Subscribe

ScaleCamp 2010

On the 10th of December 2010 a couple of us from the Platform Engineering team attended ScaleCamp 2010 at the Guardian offices in London. Very much like its bigger, older (second?) cousin Velocity, Scalecamp is a gathering of developers, operations folk and other people with an interest in scaling systems to support increasing numbers of data-hungry users in the post Web 2.0 age. Scalecamp aims to fill the gap for UK-based peeps who want to get in on the scalability chin-wagging and knowledge-sharing act. Smaller than Velocity or new-kid-on-the-block Surge, Scalecamp is now in its second year and still small enough to use the unconference format, allowing attendees to self-organise around whatever subjects float their scalability boats.

ScaleCamp

Pastries & Scaling your team

The day began with an empty timetable with slots for 40 minute sessions across 5 rooms of varying sizes. And some cheeky pastries. By lunchtime the board was pretty much full, with some intriguing sessions on the cards. First one to tickle my personal fancy was a discussion on how to scale teams. Talk of scaling teams made me remember the phrase “meat cloud”, which still makes me giggle. Like many engineering teams, we pretty much always have more work to do than we can get through, or at least get through for some value of “now”. Adding a good engineer or two (and if you’re a good engineer, we’d love to hear from you) would help us to go a little bit faster, and who doesn’t want that? So we’re certainly searching for the mythical “elastic meat cloud”; turn up the dial, add a few more people, and hey presto, you’re a team scaling guru!

Hmmmm, pastries!

The discussion touched on areas including technical architecture, how to attract and retain good people, and which working practices scale up best in different environments. We pretty much unanimously preferred a modular architecture to a monolithic “big ball of mud”. Loosely coupled components and services make it easier for multiple developers to work concurrently on the same system. An additional benefit is that you don’t need to understand the whole system before you can start to work on part of it, making it easier for new people to contribute earlier.

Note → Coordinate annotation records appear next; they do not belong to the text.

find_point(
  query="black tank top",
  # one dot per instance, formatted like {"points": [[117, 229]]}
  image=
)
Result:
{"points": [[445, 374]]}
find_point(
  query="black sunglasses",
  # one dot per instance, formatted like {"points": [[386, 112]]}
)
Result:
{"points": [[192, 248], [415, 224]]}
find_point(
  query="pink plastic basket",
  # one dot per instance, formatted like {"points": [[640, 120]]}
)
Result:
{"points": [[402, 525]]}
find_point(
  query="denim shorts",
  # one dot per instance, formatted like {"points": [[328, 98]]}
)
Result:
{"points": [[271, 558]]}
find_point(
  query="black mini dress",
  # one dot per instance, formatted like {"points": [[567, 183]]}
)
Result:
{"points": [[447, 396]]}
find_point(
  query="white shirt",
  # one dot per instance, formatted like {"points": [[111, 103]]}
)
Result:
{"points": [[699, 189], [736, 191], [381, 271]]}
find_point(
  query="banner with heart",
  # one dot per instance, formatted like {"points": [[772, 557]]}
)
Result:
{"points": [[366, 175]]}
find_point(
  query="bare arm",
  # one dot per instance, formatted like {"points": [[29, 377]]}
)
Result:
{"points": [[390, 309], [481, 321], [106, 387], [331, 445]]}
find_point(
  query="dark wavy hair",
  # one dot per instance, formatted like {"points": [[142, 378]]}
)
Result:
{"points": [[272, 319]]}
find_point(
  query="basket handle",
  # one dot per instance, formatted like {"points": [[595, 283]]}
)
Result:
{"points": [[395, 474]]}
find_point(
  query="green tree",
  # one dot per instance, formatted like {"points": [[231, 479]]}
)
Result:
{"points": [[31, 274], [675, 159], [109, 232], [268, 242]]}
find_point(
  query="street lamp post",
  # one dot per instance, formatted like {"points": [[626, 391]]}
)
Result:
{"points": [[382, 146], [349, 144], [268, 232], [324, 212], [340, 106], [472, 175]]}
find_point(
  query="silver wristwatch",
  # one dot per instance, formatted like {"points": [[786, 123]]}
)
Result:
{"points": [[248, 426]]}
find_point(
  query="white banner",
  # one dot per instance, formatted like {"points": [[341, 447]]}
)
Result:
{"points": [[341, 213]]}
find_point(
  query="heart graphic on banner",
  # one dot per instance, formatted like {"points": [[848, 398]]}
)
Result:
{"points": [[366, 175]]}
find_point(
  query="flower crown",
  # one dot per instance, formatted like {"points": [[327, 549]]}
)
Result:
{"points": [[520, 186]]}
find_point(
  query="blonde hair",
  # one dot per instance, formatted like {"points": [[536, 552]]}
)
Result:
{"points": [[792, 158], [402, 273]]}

Good unit and acceptance test suites were also raised as technical concerns that can reduce the friction of adding new people to a project. The lurking fear of silently breaking something you don’t yet understand will certainly slow down new hires.

Handily, we managed to avoid any serious dogma wars while discussing process and methodology, although most of the talk was about various forms of agile approach and what size of team they scale to. Interesting to hear the experiences of people who had been using Scrum with teams of around 20 developers, which appears to be pushing the limits a bit, judging from their testimony. Also discussed was the question of when you need to start some form of line management, whether technical, admin-focused or both. How many people can usefully report directly to the same person? At what point does this start to become unworkable?

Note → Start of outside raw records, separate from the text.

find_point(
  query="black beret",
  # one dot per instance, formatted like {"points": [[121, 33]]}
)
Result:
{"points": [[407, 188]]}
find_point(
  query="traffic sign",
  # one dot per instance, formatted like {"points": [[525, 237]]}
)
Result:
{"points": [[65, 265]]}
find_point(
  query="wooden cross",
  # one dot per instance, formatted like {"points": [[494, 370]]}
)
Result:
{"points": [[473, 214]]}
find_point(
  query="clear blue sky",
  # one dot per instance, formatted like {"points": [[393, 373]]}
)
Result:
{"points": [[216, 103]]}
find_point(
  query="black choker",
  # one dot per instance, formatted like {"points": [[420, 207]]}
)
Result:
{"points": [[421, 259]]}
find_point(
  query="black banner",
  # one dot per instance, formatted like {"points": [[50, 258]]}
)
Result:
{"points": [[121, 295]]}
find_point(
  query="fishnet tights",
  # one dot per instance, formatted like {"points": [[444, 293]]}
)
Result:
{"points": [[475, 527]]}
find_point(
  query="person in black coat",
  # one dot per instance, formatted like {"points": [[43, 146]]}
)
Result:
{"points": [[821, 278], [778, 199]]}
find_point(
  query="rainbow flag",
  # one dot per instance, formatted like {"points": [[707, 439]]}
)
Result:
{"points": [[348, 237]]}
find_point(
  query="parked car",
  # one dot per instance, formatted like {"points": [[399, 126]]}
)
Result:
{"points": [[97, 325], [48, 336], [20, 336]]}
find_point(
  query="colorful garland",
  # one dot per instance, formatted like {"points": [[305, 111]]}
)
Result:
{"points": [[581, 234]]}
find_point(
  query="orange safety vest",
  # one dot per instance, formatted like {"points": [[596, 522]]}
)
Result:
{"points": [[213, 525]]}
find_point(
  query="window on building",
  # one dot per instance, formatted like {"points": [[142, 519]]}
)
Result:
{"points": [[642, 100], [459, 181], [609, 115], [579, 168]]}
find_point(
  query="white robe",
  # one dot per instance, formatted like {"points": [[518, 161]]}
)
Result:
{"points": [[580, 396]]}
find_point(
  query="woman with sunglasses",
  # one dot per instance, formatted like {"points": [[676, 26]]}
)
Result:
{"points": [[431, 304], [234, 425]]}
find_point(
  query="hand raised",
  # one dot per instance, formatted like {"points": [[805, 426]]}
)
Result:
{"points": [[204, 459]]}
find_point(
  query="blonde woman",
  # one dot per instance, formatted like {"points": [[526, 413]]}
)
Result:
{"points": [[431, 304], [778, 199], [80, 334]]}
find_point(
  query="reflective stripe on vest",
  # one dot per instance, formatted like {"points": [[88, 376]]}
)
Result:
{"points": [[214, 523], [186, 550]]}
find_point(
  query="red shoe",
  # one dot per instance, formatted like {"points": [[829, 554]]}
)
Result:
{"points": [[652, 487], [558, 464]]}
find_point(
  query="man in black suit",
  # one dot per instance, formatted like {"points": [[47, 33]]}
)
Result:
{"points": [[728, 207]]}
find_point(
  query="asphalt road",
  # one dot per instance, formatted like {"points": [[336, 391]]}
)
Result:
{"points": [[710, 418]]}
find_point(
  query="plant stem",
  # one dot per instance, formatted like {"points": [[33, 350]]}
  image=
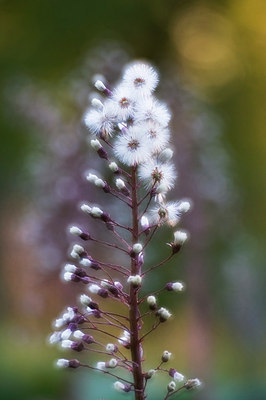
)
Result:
{"points": [[133, 300]]}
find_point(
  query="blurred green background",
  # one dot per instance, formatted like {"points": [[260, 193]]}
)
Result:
{"points": [[212, 59]]}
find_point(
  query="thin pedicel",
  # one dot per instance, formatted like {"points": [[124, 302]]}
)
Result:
{"points": [[131, 136]]}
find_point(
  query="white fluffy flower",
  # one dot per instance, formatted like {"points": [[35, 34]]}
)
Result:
{"points": [[141, 78], [166, 213], [154, 174], [151, 110], [132, 147], [180, 237], [123, 102], [157, 136], [101, 121]]}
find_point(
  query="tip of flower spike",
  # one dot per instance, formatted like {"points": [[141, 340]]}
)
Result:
{"points": [[140, 77]]}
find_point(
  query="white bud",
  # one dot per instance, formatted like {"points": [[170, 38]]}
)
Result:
{"points": [[86, 208], [118, 285], [85, 300], [134, 280], [166, 155], [177, 286], [100, 85], [120, 184], [105, 284], [184, 206], [171, 386], [54, 338], [151, 373], [113, 166], [70, 268], [66, 334], [67, 276], [96, 212], [95, 144], [178, 377], [119, 386], [62, 363], [180, 237], [137, 248], [99, 183], [74, 230], [144, 222], [151, 300], [85, 262], [166, 356], [94, 288], [164, 314], [100, 365], [59, 323], [97, 104], [91, 177], [162, 189], [110, 347], [66, 344], [112, 363], [78, 335]]}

File Systems are shiny too!

Next up was a man standing in front of a room full of techies and inviting them to pull his system architecture to pieces. In a nice way. Richard Jones is building a browser-based IRC client that maintains user sessions even when the browser is closed. Richard outlined the requirements and characteristics of his app; append only (no edits), no joining between users, no search, allows users to download logs, page back to see chat they missed, and so on. His goal was to get some ideas to help him scale the app, which he expected may entail replacing the PostgreSQL back-end with something else.

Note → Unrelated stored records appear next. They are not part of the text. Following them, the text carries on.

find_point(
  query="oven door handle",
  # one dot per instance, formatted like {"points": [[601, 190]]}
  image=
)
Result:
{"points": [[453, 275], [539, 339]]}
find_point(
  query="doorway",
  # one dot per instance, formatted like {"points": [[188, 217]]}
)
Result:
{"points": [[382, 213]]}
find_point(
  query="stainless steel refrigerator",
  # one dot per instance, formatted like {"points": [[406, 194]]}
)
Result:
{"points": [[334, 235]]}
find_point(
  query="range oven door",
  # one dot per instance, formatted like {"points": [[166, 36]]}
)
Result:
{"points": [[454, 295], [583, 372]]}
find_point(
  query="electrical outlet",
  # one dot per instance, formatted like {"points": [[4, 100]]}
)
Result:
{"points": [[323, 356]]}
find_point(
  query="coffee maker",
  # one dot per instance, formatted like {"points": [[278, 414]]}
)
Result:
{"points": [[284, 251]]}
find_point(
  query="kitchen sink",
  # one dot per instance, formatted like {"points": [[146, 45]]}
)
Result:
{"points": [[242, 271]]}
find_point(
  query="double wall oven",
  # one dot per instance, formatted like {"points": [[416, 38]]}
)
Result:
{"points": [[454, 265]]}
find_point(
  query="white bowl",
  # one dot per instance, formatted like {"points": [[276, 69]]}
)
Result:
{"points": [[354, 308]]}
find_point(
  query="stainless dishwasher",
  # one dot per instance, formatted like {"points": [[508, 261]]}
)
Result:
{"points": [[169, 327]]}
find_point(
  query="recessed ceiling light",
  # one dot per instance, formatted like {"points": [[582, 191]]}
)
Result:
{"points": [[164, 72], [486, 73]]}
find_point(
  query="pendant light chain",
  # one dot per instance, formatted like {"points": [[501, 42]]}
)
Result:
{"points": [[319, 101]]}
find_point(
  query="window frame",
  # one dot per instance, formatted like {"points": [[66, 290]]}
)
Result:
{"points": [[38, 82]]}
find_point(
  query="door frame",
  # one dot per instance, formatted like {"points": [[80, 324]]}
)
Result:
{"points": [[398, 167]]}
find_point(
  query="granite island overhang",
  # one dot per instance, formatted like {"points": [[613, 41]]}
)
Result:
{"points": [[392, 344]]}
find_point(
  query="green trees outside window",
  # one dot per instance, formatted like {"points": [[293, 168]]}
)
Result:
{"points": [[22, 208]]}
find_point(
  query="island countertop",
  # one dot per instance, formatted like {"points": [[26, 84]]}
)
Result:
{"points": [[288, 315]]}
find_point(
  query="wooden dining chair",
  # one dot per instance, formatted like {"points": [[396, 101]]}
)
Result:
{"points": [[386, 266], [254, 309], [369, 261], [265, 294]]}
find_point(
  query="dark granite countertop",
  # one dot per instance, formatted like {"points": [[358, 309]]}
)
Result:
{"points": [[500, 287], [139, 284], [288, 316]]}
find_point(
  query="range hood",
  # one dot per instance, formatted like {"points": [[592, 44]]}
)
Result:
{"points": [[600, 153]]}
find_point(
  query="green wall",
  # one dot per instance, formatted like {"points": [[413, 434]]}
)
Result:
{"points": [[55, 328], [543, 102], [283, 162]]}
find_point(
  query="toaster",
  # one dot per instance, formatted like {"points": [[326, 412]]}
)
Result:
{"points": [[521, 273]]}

The architecture currently uses table inheritance in Postgres to achieve vertical partitioning. There is one RDBMS table per day’s worth of data, so the data is basically sharded by day. This allows cheap deletes via SQL “DROP TABLE”, as opposed to “DELETE FROM”.

Shiny!

A brief discussion of various sharding strategies took place. The well documented foursquare outage was mentioned to illustrate the potential pitfalls of sharding randomly on user name; this can lead to hotspots in the cluster that can be tricky to manage. There was a certain irony in the fact that I was expecting this discussion to focus on one or more of the shiny new NoSQL databases as a replacement for Postgres, but ultimately it took a turn towards solutions that used good old file systems to manage data storage. Clearly we can also find shiny new work in the file system space too, but I suppose the takeaway here is to use whatever tool does the specific job you need, shiny or otherwise.

Analysing droppings using Hadoop

Matt Biddulph of Nokia hosted a session where he outlined work he has been doing to analyse massive datasets about cities. Matt described the process of collecting log files from assorted Nokia applications and analysing them as “inspecting their droppings”. Using these “droppings”, Matt has been able to do things like produce heat maps that visualise which map locations people inspect most regularly on their phones. In general terms, the approach he has used for this is to analyse these massive datasets in Hadoop, then take the resulting, much smaller data and load that into an RDBMS for querying. This approach seems to be the most popular one right now for finding interesting relationships and patterns in big data, although we were all hoping somebody in the room had been doing something different and funky we could learn about, analysing massive data in a more online fashion. Maybe next year.

Eventually Matt wants to be able to use Hadoop to calculate various types of ground truths offline, for example the “normal” number of active Nokia devices in the Notting Hill area. A comparison of streaming data against these ground truths could then highlight interesting patterns, for example how much busier are various locations in Notting Hill during carnival weekend? The possibilities of using the streaming data could extend even further, for example to answer questions like “Which bars in the area are currently too crowded to bother going to, and which are worth a visit?”. Now that’s an app I’d snap up from the Android market place without a second thought.

Gentlemen, let’s broaden our minds

As a developer who has spent most of his career working on various back-end applications, I enjoyed attending a couple of sessions that covered subject matter outside my usual domain. Firstly, Spike Morelli described a systems configuration approach to managing a cluster of several thousand nodes by using a config management tool to roll out only entire images. The QA department apparently loved this, because the release as rolled out was exactly the same as the thing they signed off after testing.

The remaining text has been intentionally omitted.